I know someone right now defaulting on 3 million dollars worth of loans, 770 credit score and living in a McMansion(of course not defaulting on that one!) in NC…so what are the banks, who are getting back these properties worth 40% less than the mortgage(s) they have on them, going to do?…and this story is being repeated everywhere…
Banks need to return back to the good ole days where if you did have a blemish on your credit, and had a feasible explanation you could write a letter or put a bigger downpayment….These foreclosures coming on the market aren’t just hurting investors or liar loan borrowers, they are degrading whole communities where hard working people saved, bought, didn’t helco and are now paying the price as crime and empty lots surround them…
There is nothing wrong with owning and there is nothing wrong with renting..however, there is something wrong when lenders contribute to parties being put into a situation they should never have been ALLOWED to enter into the first place..
AustrianEconomist-
I agree completely. I believe that many of the areas that are reporting an increase in sales are “sucker’s rallies”- a lot of investors are stepping in hoping they will make money because we are “near the bottom”. We could end up with more walkers when values fall further.
Until rents are more in line with buying, a doubt we’ll see a floor or motivation for buyers to return to the market.
All planned, all planned, all planned. The laxity was planned, the strictness is planned. Isn’t it obvious there is nothing more to be looted in the housing establishment, for now? So for the time being (hey–maybe forever), be strict.
But there IS still more to be looted in the housing establishment. Specifically, YOUR housing. Look around and kiss it goodbye.

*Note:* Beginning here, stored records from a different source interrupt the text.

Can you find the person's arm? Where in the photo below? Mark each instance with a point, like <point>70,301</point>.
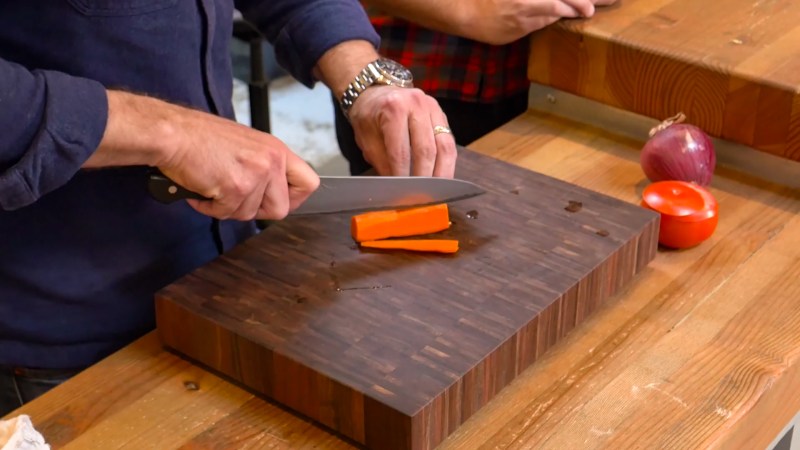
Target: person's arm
<point>332,41</point>
<point>55,124</point>
<point>491,21</point>
<point>51,123</point>
<point>246,173</point>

Stand by the for the next leg down.
jryskmpr,
my father believes in huge malovelant cabals as well.
If you’re anything like him, I pity you.
>>there IS still more to be looted in the
>> housing establishment. Specifically, YOUR
>> housing. Look around and kiss it goodbye.
Okay, I’ll bite. How so?
If you want to be credited for having predicted something that happens in the future, you’ll have to be far far more specific than that. Anybody can paint a broad brush and later on point to some random item that “proves it right”. Give us the details.
MikeC (#12) -
K pitches wildly but his fastball can top 100 mph at times, so it’s dangerous to underestimate him. Probably his best Doom moment came in the information he contributed for this December 2006 post.
Crispy cited it in this CRisk comment a year later where they were asking “what hit us” with respect to ABX. K’s contribution was probably key to Aaron’s starting up the Implode-O-Meter in early January 2007.
You don’t have to believe in huge malevolent cabals to believe this will get worse.
Just thinking good old “Murphy” gets you there.
I think that things will start to look a little more rosy…..for now. However, like the stock market, that bounces up, then down lower…so will this housing market be. I am predicting that the next set of housing numbers will look a little better temporarily.
Wait until the recession hit is full swing and people start losing their jobs. Not to mention, inflation and gas prices. OUCH! Alt-A loan defaults are starting to hit, then next year, the 5 year ARMs will readjust. OUCH!
Hutch,
You don’t have to believe in huge malevolent cabals to believe this will get worse.
Just thinking good old “Murphy” gets you there.
Yep. Just saying organized malfeasence isn’t likely. Plain old imprudence and greed explains everything quite well.
Looks like Fannie Mae is lifting the 5% LTV restrictions for all declining areas staring tomorrow. Maybe that will help some folks afford the down payments?
Wait until the recession hit is full swing and people start losing their jobs.
Already there. Among the largest and most profitable law firms in the U.S., layoffs of staff and attorneys have already begun in earnest.